Глава шестая Мир мертвых
В 1863 году Чарльз Диккенс посетил кладбище Кенсал-Грин, расположенное в миле к северо-западу от Паддингтонского вокзала, между Хэрроу-роуд и каналом Гранд-Юнион. После этого визита, в очередном номере своего журнала All the Year Round («Круглый год»), писатель отметил: «Французы считают, что жизнь англичан проходит лишь под влиянием меланхолии и сплина, именно поэтому мы сделали кладбища основным местом для прогулок». Со своей стороны, Диккенс признался, что блуждание по заросшему травой церковному погосту действительно доставляет ему большое удовольствие. «Здесь лежат бок о бок угнетатели и угнетенные, слуги и хозяева, великие и малые — всех уравняла смерть». «К сожалению, я не имел представления об английских загородных кладбищах, пока однажды, в жаркий июльский день не навестил Кенсал-Грин».
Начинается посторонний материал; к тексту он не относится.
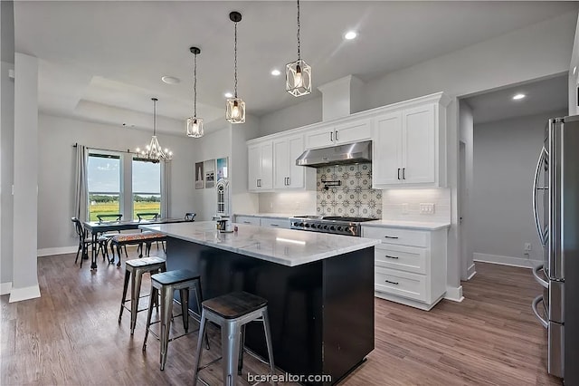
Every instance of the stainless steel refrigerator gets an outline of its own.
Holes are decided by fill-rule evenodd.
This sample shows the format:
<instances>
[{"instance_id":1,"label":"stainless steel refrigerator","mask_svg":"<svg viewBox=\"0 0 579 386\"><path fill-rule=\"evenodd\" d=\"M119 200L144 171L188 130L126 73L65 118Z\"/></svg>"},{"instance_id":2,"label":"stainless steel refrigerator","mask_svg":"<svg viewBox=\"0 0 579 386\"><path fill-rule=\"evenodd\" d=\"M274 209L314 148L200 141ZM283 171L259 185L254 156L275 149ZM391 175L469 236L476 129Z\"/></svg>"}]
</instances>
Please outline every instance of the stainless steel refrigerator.
<instances>
[{"instance_id":1,"label":"stainless steel refrigerator","mask_svg":"<svg viewBox=\"0 0 579 386\"><path fill-rule=\"evenodd\" d=\"M533 275L544 291L532 307L547 329L549 373L578 385L579 115L549 120L533 201L543 245L543 264Z\"/></svg>"}]
</instances>

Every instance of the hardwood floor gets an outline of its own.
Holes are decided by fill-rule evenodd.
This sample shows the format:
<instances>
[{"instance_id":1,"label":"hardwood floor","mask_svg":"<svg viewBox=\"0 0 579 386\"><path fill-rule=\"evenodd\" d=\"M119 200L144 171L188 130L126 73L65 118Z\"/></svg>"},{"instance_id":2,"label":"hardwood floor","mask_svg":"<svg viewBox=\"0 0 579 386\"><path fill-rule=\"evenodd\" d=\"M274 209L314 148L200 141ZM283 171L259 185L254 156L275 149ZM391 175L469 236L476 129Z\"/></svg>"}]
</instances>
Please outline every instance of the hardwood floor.
<instances>
[{"instance_id":1,"label":"hardwood floor","mask_svg":"<svg viewBox=\"0 0 579 386\"><path fill-rule=\"evenodd\" d=\"M133 337L128 313L117 322L124 269L100 264L95 274L73 262L73 255L41 257L42 297L15 304L0 297L0 383L190 384L196 334L169 344L161 372L158 342L151 336L141 350L145 313ZM561 384L546 374L546 334L530 309L541 288L531 272L481 263L477 272L463 283L462 303L442 301L430 312L375 299L375 349L340 384ZM149 286L145 279L142 292ZM217 329L210 338L204 362L220 352ZM267 373L266 365L245 359L244 372ZM219 384L219 363L201 375Z\"/></svg>"}]
</instances>

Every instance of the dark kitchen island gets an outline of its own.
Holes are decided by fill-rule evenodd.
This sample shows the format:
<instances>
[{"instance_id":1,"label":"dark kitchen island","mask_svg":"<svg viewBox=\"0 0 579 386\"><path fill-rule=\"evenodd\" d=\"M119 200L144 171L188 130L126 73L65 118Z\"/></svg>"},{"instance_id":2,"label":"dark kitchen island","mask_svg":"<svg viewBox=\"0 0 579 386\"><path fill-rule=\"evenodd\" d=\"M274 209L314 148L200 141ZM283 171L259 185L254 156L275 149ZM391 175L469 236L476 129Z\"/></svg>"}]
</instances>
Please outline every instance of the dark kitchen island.
<instances>
[{"instance_id":1,"label":"dark kitchen island","mask_svg":"<svg viewBox=\"0 0 579 386\"><path fill-rule=\"evenodd\" d=\"M205 299L247 291L268 300L277 367L291 374L330 375L332 384L374 350L374 246L379 241L214 222L142 227L166 234L167 270L201 274ZM191 309L196 310L195 300ZM245 345L267 358L261 323Z\"/></svg>"}]
</instances>

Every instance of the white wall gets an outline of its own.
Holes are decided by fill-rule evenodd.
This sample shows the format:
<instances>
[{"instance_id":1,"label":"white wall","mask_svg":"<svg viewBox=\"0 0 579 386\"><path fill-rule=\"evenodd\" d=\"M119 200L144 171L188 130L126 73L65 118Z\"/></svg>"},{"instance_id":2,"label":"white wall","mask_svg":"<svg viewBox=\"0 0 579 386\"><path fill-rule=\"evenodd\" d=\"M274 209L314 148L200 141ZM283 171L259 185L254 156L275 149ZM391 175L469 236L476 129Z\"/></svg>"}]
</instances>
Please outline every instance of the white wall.
<instances>
[{"instance_id":1,"label":"white wall","mask_svg":"<svg viewBox=\"0 0 579 386\"><path fill-rule=\"evenodd\" d=\"M459 203L459 217L462 217L460 223L460 234L459 235L461 256L460 279L468 280L475 274L475 265L472 258L472 243L469 236L471 228L471 214L469 209L472 206L472 189L474 188L474 122L472 109L464 101L460 101L459 131L460 146L464 146L464 159L460 159L459 150L459 163L463 162L463 169L459 165L459 196L461 202Z\"/></svg>"},{"instance_id":2,"label":"white wall","mask_svg":"<svg viewBox=\"0 0 579 386\"><path fill-rule=\"evenodd\" d=\"M470 242L475 258L530 266L541 261L532 188L547 119L566 111L474 125ZM524 243L531 243L528 256Z\"/></svg>"},{"instance_id":3,"label":"white wall","mask_svg":"<svg viewBox=\"0 0 579 386\"><path fill-rule=\"evenodd\" d=\"M13 272L14 143L14 82L8 78L14 63L2 62L0 72L0 294L10 291Z\"/></svg>"},{"instance_id":4,"label":"white wall","mask_svg":"<svg viewBox=\"0 0 579 386\"><path fill-rule=\"evenodd\" d=\"M38 60L14 55L13 279L10 302L40 296L36 274L38 217ZM52 225L54 227L54 225Z\"/></svg>"},{"instance_id":5,"label":"white wall","mask_svg":"<svg viewBox=\"0 0 579 386\"><path fill-rule=\"evenodd\" d=\"M567 13L365 82L366 109L437 92L445 92L451 98L447 109L448 182L452 206L447 296L461 297L462 263L459 258L457 214L460 124L457 98L567 72L576 23L577 13ZM297 127L288 123L289 117L311 117L314 114L310 109L311 106L300 103L268 114L261 120L260 133L269 133L274 126ZM321 111L319 114L321 116Z\"/></svg>"},{"instance_id":6,"label":"white wall","mask_svg":"<svg viewBox=\"0 0 579 386\"><path fill-rule=\"evenodd\" d=\"M74 200L74 148L134 150L151 140L152 132L112 127L46 114L39 116L38 248L40 253L62 253L78 245L71 217ZM194 139L158 135L161 146L170 148L171 193L169 217L180 217L194 207ZM55 226L57 224L57 226Z\"/></svg>"}]
</instances>

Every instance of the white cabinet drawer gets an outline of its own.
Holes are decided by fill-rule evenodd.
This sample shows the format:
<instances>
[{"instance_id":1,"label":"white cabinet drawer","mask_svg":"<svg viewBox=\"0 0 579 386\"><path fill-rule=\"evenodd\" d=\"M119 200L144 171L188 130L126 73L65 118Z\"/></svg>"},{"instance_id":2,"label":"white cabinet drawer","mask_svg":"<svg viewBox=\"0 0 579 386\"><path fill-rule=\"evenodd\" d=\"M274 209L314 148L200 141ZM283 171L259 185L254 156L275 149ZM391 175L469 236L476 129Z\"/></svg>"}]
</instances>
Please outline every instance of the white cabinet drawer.
<instances>
[{"instance_id":1,"label":"white cabinet drawer","mask_svg":"<svg viewBox=\"0 0 579 386\"><path fill-rule=\"evenodd\" d=\"M260 217L253 217L251 216L236 216L235 222L238 224L249 224L254 226L260 226Z\"/></svg>"},{"instance_id":2,"label":"white cabinet drawer","mask_svg":"<svg viewBox=\"0 0 579 386\"><path fill-rule=\"evenodd\" d=\"M423 275L376 266L374 279L376 291L426 301L426 276Z\"/></svg>"},{"instance_id":3,"label":"white cabinet drawer","mask_svg":"<svg viewBox=\"0 0 579 386\"><path fill-rule=\"evenodd\" d=\"M261 217L261 227L282 227L285 229L290 229L290 218Z\"/></svg>"},{"instance_id":4,"label":"white cabinet drawer","mask_svg":"<svg viewBox=\"0 0 579 386\"><path fill-rule=\"evenodd\" d=\"M427 251L415 246L379 244L374 249L374 256L376 266L424 275Z\"/></svg>"},{"instance_id":5,"label":"white cabinet drawer","mask_svg":"<svg viewBox=\"0 0 579 386\"><path fill-rule=\"evenodd\" d=\"M428 246L429 232L394 227L364 227L364 237L375 238L383 243L411 246Z\"/></svg>"}]
</instances>

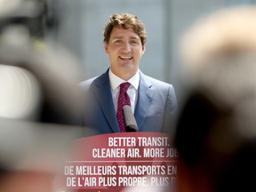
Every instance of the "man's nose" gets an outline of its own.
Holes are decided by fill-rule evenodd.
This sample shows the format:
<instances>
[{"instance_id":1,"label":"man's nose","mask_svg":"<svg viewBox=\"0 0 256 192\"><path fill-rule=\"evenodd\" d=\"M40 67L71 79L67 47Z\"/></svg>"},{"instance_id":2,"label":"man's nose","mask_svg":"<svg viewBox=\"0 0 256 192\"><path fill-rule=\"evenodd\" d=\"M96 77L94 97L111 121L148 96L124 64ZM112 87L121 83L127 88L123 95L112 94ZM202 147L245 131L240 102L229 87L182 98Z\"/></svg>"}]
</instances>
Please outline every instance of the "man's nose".
<instances>
[{"instance_id":1,"label":"man's nose","mask_svg":"<svg viewBox=\"0 0 256 192\"><path fill-rule=\"evenodd\" d=\"M131 52L131 44L128 43L128 42L125 42L125 43L124 43L124 44L123 44L123 50L124 51L125 51L125 52Z\"/></svg>"}]
</instances>

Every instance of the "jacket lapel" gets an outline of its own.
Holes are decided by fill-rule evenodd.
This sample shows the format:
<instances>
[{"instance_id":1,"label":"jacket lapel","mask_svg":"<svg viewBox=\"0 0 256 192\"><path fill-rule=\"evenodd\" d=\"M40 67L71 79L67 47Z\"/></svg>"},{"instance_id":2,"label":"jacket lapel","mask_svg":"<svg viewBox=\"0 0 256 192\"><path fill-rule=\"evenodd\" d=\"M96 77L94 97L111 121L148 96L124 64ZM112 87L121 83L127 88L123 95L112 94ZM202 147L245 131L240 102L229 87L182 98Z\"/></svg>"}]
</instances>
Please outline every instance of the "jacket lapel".
<instances>
[{"instance_id":1,"label":"jacket lapel","mask_svg":"<svg viewBox=\"0 0 256 192\"><path fill-rule=\"evenodd\" d=\"M143 121L148 112L155 91L147 76L140 72L138 101L135 109L135 119L138 129L140 130Z\"/></svg>"},{"instance_id":2,"label":"jacket lapel","mask_svg":"<svg viewBox=\"0 0 256 192\"><path fill-rule=\"evenodd\" d=\"M95 92L99 106L108 122L110 129L114 132L119 132L120 129L116 117L116 115L111 94L108 69L93 82L93 92Z\"/></svg>"}]
</instances>

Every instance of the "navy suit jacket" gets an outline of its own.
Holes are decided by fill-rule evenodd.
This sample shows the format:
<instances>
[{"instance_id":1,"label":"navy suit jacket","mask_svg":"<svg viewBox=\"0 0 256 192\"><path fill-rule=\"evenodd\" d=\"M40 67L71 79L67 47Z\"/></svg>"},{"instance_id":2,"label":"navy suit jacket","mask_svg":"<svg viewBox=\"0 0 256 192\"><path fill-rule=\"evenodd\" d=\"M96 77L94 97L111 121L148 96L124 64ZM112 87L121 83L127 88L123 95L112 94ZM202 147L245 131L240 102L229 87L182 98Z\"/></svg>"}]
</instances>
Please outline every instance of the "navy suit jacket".
<instances>
[{"instance_id":1,"label":"navy suit jacket","mask_svg":"<svg viewBox=\"0 0 256 192\"><path fill-rule=\"evenodd\" d=\"M120 132L113 103L108 70L100 76L84 81L85 108L84 126L99 133ZM149 77L140 71L138 100L134 116L139 132L169 132L177 111L172 84Z\"/></svg>"}]
</instances>

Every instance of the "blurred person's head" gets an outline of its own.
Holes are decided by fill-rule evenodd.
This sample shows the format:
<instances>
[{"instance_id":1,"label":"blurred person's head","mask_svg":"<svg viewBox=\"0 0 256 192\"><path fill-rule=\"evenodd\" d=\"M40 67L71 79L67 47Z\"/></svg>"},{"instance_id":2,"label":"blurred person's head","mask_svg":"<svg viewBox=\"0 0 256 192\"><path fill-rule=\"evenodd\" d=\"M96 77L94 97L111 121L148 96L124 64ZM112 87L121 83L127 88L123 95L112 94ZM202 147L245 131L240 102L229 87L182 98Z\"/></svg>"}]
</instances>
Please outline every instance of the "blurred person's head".
<instances>
[{"instance_id":1,"label":"blurred person's head","mask_svg":"<svg viewBox=\"0 0 256 192\"><path fill-rule=\"evenodd\" d=\"M38 12L21 8L43 1L2 3L0 10L6 12L0 13L0 191L52 192L70 141L81 137L83 68L67 48L35 38L26 25L23 17L30 20ZM35 31L42 27L34 24Z\"/></svg>"},{"instance_id":2,"label":"blurred person's head","mask_svg":"<svg viewBox=\"0 0 256 192\"><path fill-rule=\"evenodd\" d=\"M231 187L228 167L256 138L255 21L256 7L225 9L199 20L182 38L180 80L187 92L174 144L190 172L190 191ZM255 156L250 151L247 157ZM240 183L252 186L247 172Z\"/></svg>"},{"instance_id":3,"label":"blurred person's head","mask_svg":"<svg viewBox=\"0 0 256 192\"><path fill-rule=\"evenodd\" d=\"M128 80L136 74L145 52L147 33L144 24L135 15L114 14L104 29L105 52L110 69Z\"/></svg>"}]
</instances>

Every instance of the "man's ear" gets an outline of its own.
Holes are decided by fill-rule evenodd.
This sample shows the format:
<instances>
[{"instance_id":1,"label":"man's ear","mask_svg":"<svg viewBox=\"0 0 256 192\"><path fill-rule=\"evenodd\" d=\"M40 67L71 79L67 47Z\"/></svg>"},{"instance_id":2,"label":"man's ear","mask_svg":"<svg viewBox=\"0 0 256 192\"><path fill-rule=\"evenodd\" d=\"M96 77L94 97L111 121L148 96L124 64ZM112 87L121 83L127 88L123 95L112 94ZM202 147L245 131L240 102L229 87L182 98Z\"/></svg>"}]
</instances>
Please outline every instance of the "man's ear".
<instances>
[{"instance_id":1,"label":"man's ear","mask_svg":"<svg viewBox=\"0 0 256 192\"><path fill-rule=\"evenodd\" d=\"M105 52L108 53L108 44L107 43L104 43L104 50L105 50Z\"/></svg>"}]
</instances>

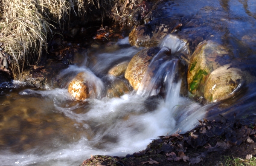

В отличие от погостов, окружавших приходские церкви в центре города, пригородные кладбища располагались за его пределами и не были связаны с определенной приходской общиной. Хотя Кенсал-Грин (первое лондонское кладбище такого типа) открылось в 1832 году, представление о кладбище как об огромном, хорошо организованном пространстве, очевидно, было еще Диккенсу внове. Правда, в древние времена в Лондиниуме существовало целых три кладбища; все они были разбиты на северной стороне Темзы недалеко от крупных дорог: Восточное кладбище, например, находилось на месте сегодняшней Прескот-стрит в Тауэр-Хамлетс. Однако начиная с четвертого века «внешние» захоронения (то есть за пределами города) по религиозным соображениям перенесли поближе к церквям, на погосты: считалось, что близость к святому месту облегчит душам праведников поиск райских врат. К сожалению, эта удобная для праведных душ практика в реальности привела к скученности погребений — что было весьма опасно для здоровья живых горожан, и в долгосрочной перспективе могло иметь тяжкие последствия для всего города.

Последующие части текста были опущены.